L’analisi del contesto per la gestione dei fattori psicosociali: cosa dice la ISO 45003

 

Informazioni utili sulla norma ISO 45003

Norme ISO: L’importanza di comprendere il contesto organizzativo

In tutti i sistemi di gestione, da quelli per la qualità a quelli per la sicurezza, le organizzazioni devono partire da documenti strategici, quali una politica. Una strategia non può però prescindere dalla conoscenza del contesto in cui l’organizzazione integra la propria esistenza.

Ecco perché nella struttura di alto livello (HLS) delle norme ISO organizzative c’è una parte che si occupa della comprensione dell’organizzazione e del suo contesto.

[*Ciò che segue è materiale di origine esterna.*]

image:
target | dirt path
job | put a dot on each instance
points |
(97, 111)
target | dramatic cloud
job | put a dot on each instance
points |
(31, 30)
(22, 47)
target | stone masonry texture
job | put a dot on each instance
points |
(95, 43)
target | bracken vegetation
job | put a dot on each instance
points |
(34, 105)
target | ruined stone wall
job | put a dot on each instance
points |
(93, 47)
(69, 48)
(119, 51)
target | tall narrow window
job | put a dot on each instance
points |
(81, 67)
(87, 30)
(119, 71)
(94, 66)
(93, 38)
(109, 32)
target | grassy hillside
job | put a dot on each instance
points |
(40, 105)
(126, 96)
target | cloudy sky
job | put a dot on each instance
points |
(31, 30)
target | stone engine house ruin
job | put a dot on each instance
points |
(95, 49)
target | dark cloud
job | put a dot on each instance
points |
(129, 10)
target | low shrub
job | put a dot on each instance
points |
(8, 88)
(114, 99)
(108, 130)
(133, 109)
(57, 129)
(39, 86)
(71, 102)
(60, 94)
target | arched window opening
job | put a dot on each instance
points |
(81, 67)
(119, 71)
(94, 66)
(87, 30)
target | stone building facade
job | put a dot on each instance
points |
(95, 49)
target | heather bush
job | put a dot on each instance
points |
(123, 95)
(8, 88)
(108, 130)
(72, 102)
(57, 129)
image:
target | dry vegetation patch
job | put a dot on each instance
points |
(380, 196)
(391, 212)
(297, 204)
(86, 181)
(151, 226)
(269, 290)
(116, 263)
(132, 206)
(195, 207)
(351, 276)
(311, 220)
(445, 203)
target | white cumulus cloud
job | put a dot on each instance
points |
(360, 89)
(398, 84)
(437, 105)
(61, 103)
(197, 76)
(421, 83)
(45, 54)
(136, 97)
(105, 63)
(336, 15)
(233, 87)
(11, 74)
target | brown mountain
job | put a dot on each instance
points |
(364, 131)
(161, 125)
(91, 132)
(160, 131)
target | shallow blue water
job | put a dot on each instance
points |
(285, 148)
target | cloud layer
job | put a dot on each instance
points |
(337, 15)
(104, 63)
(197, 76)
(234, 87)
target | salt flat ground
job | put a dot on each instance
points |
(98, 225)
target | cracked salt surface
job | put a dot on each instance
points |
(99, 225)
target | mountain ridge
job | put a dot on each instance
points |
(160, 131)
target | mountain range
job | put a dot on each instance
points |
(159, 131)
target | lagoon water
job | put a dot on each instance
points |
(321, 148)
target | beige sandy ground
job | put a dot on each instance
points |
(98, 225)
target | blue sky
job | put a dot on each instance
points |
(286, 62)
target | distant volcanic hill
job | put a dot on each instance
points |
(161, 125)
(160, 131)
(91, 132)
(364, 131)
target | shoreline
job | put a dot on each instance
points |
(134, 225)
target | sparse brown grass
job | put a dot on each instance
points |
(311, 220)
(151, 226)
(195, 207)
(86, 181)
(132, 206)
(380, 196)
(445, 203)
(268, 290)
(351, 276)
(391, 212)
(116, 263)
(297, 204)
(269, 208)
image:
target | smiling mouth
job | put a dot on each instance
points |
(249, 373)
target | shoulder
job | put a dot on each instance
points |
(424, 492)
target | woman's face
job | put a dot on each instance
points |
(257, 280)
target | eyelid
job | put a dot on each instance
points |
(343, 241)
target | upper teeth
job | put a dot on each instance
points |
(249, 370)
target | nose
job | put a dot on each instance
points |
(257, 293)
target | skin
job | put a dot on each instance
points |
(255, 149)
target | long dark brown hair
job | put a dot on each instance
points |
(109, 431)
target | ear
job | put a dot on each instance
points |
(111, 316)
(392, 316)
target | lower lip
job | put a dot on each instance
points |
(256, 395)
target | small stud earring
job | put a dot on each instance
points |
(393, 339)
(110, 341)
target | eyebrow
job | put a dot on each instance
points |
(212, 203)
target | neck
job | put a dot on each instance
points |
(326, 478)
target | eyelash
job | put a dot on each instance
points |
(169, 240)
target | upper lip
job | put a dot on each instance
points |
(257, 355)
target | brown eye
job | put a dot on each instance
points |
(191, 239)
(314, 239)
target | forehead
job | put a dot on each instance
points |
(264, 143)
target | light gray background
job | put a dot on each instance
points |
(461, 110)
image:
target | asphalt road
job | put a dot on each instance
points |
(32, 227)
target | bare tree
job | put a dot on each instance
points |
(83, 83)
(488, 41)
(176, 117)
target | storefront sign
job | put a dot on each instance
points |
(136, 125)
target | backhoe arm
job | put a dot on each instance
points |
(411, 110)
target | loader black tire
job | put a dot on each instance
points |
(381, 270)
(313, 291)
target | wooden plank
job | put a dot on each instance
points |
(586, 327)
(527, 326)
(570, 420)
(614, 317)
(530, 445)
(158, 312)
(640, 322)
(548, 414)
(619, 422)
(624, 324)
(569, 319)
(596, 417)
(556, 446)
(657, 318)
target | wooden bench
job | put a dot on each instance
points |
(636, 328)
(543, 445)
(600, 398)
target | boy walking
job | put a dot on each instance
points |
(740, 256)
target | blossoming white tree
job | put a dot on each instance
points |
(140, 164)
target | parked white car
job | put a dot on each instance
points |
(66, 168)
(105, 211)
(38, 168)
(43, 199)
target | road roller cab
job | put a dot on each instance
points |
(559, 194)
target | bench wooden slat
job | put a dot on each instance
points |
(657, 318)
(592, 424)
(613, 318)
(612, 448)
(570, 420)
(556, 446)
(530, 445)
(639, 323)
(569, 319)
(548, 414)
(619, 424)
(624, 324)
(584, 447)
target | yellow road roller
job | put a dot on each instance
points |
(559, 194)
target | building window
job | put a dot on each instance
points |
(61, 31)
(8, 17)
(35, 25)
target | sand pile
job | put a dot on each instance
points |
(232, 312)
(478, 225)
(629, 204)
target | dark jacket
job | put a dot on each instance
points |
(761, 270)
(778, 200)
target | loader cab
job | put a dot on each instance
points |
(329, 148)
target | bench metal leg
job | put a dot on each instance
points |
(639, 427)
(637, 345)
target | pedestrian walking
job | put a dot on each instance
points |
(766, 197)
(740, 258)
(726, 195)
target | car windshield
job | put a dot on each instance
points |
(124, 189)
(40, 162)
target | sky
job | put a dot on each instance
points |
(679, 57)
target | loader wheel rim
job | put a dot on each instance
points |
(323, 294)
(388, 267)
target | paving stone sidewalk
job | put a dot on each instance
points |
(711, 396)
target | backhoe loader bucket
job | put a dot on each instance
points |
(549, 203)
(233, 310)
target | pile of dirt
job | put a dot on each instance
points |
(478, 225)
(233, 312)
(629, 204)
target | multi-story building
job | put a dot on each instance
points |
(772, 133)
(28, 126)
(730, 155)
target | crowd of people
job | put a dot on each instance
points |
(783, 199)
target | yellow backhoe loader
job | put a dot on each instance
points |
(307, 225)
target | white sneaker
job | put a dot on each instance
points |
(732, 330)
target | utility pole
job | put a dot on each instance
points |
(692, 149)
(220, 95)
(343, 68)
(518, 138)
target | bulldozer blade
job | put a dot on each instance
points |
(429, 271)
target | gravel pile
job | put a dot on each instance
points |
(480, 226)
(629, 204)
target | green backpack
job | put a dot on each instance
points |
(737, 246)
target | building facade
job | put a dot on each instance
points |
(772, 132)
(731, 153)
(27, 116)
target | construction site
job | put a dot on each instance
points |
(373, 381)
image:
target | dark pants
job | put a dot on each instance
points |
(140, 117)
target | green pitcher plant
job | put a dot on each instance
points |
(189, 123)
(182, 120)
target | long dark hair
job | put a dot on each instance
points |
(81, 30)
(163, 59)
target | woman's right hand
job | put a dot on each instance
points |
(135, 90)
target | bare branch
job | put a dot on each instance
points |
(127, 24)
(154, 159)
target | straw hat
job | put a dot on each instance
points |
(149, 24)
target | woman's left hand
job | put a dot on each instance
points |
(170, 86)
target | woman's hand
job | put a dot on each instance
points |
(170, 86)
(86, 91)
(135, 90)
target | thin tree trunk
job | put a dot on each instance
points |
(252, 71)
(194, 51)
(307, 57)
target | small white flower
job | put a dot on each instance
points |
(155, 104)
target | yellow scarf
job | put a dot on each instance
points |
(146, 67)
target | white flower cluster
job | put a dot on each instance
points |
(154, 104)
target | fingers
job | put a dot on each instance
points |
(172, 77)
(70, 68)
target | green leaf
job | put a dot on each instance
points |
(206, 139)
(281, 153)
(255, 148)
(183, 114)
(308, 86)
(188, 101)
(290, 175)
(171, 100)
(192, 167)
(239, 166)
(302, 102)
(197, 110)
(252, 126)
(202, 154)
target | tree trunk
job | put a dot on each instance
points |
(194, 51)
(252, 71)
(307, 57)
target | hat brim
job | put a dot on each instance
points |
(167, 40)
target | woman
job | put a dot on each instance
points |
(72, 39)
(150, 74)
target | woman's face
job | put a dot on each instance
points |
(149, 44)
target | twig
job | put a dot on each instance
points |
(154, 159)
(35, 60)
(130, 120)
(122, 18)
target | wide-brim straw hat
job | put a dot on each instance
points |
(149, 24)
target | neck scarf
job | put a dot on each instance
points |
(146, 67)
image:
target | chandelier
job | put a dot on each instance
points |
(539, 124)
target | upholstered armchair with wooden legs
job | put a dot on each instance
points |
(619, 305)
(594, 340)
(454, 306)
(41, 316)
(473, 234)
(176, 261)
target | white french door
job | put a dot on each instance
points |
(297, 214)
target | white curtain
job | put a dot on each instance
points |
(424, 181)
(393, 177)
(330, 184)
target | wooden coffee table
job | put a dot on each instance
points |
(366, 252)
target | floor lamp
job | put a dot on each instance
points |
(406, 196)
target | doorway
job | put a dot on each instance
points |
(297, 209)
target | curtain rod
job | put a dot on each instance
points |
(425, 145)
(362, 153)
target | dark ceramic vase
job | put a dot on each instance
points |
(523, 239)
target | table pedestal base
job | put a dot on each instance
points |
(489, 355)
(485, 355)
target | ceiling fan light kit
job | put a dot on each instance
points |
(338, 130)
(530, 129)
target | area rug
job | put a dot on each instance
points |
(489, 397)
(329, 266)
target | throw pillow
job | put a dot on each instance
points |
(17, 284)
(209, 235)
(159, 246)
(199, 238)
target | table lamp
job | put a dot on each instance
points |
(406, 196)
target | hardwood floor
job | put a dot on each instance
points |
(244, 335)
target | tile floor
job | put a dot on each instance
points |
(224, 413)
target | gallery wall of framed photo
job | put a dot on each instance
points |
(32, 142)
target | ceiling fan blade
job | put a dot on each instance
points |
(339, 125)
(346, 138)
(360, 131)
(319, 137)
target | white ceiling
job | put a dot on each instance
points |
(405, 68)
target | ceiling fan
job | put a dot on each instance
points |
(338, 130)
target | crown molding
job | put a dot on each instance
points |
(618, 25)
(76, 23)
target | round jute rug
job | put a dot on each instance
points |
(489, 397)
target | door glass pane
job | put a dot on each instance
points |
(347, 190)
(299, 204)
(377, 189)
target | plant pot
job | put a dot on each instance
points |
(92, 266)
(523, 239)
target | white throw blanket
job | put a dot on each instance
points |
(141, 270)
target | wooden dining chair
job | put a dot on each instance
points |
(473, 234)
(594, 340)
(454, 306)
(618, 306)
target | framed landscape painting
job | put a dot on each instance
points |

L’intenzione delle norme di riferimento è quella di suggerire un accoppiamento virtuoso dell’organizzazione con l’ambiente, in una visione evoluzionistica secondo la quale gli organismi che meglio si adattano all’ambiente sopravvivono e prosperano. Nella pratica molti hanno capito una cosa diversa, e si limitano a fornire alcune descrizioni di circostanza, spesso infarcite di richiami alla compliance, o poco più.

Tale approccio evoluzionistico vale anche per i sistemi di gestione per la sicurezza e la salute, per cui nella ISO 45001 si dice in modo chiaro quali sono alcune caratteristiche che vanno rispettate nell’analisi del contesto.

ISO 45003: analisi del contesto per la gestione del rischio psicosociale

La ISO 45003 dal canto suo, occupandosi di salute mentale, specifica quali sono alcuni aspetti che possono essere presi in considerazione per alimentare poi un’analisi dei fattori psicosociali di rischio e la loro gestione.

Si dice che l’organizzazione dovrebbe considerare le problematiche sia esterne che interne che possono avere un’influenza sul raggiungimento dei risultati attesi del sistema, comprendere le esigenze e le aspettative dei lavoratori e delle altre parti interessate. Ciò è importante per capire quali di esse potrebbero diventare requisiti legali o di altro tipo.

Va tenuto conto di tale analisi del contesto nella progettazione delle attività per la gestione del rischio psicosociale, adattando tali attività all’analisi fatta, e definendo in che modo la valutazione dei rischi psicosociali sarà utilizzata per realizzare piani d’azione efficaci.

Analisi del contesto: alcuni esempi di aspetti esterni e interni all’organizzazione

Tra gli aspetti esterni all’organizzazione vengono indicati ad esempio la catena di approvvigionamento in cui opera l’organizzazione, i rapporti con appaltatori, subappaltatori, fornitori, prestatori e altri soggetti interessati, la natura dei contratti di lavoro, i dati demografici del bacino territoriale di riferimento, i cambiamenti tecnologici e molto altro.

Tra i problemi interni, vanno tenuti in considerazione, ad esempio, il livello di impegno della direzione verso i fattori psicosociali, le dimensioni della forza lavoro e le sue caratteristiche sociodemografiche, le competenze presenti, i luoghi, le risorse disponibili e altro ancora.

In tutto ciò occorre anche analizzare i bisogni e le aspettative dei lavoratori e delle altre parti interessate. Tale analisi richiede azioni specifiche, che sarebbe bene svolgere facilitando un ascolto proattivo delle varie istanze e necessità.